Dans ce film insultant de deux heures, dont un extrait de 13 minutes a été mis en ligne il y a plus d’un an, le 12 juillet 2011, sur le site de partage vidéo YouTube, par un illustre inconnu nommé Sam Bacile, tout sonne faux: l’amateurisme manifeste de l’acteur principal, la réalisation bâclée, et des images mal filmées, mal jouées et incohérentes.
D’après Sam Bacile, joint au téléphone par l’agence Associated Press, le film en version complète aurait été projeté un soir dans un cinéma quasi vide de Hollywood. Sam Bacile, si c’est son vrai nom, présenté comme un agent immobilier en Californie, «Juif israélien» autoproclamé, âgé de 52 ou 56 ans selon les sources, aurait disparu de la circulation mardi 11 septembre, craignant pour sa vie, tout comme d’autres membres de sa famille en Egypte.

D’après le Wall Street Journal, il aurait convaincu «une centaine de donateurs juifs» de lui allouer 5 millions de dollars pour tourner ce film.
Réalisé en trois mois durant l’été 2011, la réalisation aurait mobilisé 65 comédiens et 45 techniciens.

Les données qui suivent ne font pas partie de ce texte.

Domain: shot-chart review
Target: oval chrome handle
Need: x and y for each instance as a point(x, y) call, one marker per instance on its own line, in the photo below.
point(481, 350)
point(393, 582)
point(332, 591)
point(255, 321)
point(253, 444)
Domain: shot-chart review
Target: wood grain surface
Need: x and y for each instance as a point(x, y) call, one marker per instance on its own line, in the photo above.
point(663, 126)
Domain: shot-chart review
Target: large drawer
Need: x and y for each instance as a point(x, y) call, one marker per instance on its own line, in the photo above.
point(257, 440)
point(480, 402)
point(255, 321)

Tandis que tous les médias américains s’efforçaient mercredi de joindre le réalisateur aux abois, ses brefs propos recueillis par Associated Press, tout aussi incohérents que son film, étaient reproduits en boucle: «L’Islam est un cancer, aurait-il déclaré. C’est un film politique, pas un religieux. C’est une production américaine, qui ne vise pas à attaquer les musulmans, mais à montrer l’idéologie destructrice qu’est l’Islam.»
Sam Bacile dit avoir voulu aider Israël, son pays d’origine, en montrant au monde les défauts de l’islam. « Le principal problème est que je suis le premier à mettre à l’écran quelqu’un qui représente le Prophète Mohamet. Ça les rend fou, s’est défendu Sam Bacile. Mais nous devons ouvrir les vannes. Après le 11-Septembre, tout le monde doit être jugé, même Jésus, même Mohamed, a-t-il ajouté. Les Etats-Unis ont perdu beaucoup d’argent et de personnes dans leurs guerres en Irak et en Afghanistan, mais nous nous battons avec des idées », a-t-il déclaré au Sacramento Bee.

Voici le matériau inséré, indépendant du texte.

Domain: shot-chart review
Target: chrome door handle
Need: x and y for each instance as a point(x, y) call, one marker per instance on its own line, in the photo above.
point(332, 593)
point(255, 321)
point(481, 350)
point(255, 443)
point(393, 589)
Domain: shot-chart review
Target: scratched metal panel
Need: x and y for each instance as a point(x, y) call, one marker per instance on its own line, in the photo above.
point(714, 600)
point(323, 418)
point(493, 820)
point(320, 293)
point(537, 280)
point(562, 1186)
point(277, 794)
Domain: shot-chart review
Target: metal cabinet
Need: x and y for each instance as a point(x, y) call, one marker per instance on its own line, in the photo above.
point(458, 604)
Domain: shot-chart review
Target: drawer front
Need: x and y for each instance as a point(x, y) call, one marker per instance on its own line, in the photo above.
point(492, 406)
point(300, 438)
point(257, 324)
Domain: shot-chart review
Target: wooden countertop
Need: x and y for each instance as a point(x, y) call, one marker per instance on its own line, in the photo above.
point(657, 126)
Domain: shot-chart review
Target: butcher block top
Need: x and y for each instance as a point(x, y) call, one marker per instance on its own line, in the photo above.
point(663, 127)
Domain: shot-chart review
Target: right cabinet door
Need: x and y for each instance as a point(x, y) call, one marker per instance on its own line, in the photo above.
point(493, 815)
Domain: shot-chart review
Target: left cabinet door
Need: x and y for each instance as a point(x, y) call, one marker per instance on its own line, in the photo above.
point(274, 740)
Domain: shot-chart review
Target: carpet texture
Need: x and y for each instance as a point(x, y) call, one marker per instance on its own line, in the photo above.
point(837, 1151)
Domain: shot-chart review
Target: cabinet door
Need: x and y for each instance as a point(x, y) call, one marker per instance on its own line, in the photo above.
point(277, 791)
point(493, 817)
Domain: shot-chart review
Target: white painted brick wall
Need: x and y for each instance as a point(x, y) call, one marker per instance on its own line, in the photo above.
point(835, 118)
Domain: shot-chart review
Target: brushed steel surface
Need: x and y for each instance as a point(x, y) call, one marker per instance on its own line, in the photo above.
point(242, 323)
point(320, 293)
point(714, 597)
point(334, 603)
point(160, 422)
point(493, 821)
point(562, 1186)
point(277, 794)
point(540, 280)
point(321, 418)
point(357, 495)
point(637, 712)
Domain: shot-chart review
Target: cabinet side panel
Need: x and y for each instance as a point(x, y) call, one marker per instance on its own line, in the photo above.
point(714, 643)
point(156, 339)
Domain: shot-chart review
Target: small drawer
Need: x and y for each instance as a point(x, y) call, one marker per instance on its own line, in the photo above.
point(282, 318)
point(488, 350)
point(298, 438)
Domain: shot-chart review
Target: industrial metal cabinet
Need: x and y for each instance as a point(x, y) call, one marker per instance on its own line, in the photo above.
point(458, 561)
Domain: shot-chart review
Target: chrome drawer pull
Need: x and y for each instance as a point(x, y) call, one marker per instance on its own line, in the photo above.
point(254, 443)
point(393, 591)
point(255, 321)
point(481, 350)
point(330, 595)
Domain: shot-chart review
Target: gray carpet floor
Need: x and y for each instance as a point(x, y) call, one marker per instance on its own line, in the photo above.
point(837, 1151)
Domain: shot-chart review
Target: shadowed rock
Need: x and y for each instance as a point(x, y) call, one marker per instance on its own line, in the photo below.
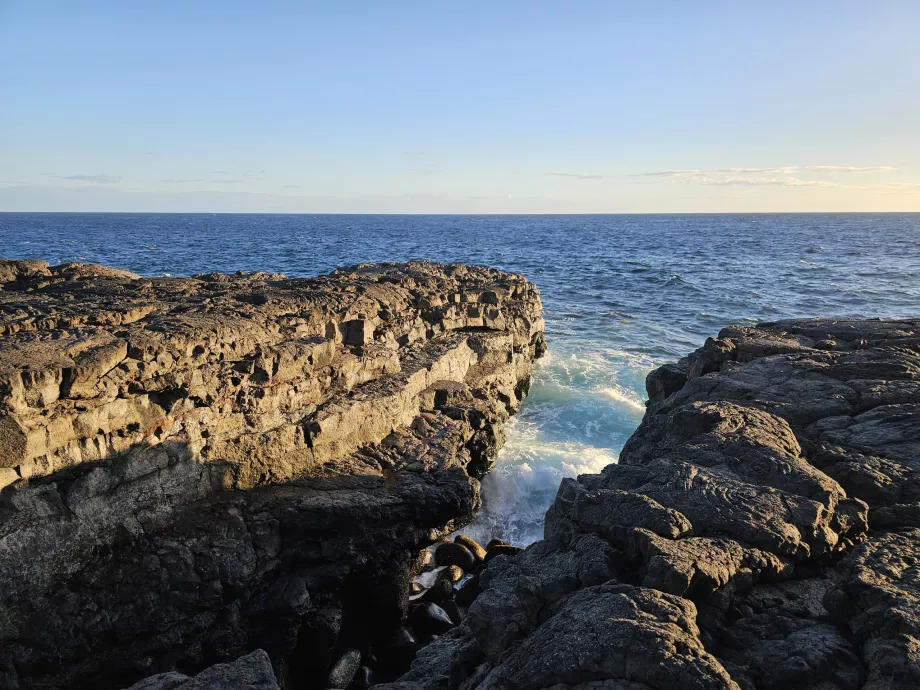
point(760, 531)
point(192, 468)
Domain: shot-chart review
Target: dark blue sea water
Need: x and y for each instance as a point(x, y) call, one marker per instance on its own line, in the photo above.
point(622, 294)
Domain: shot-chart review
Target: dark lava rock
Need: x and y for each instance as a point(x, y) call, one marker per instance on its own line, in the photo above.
point(251, 672)
point(343, 671)
point(474, 547)
point(502, 550)
point(452, 553)
point(451, 573)
point(429, 618)
point(452, 610)
point(730, 547)
point(468, 591)
point(441, 590)
point(191, 468)
point(396, 652)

Sam Bacile a pu compter sur de nombreux soutiens aux Etats-Unis connues pour leur position anti-islam, comme celui du très controversé pasteur Terry Jones.
L’œuvre de Sam Bacile a également reçu le soutien aux Etats-Unis de membres conservateurs de la communauté copte, à l’instar de Morris Sadek, à la tête d’un petit groupe appelé « L’Assemblée nationale copte américaine ». Cet Egyptien copte, lui-même très connu aux Etats-Unis pour ses positions anti-islam.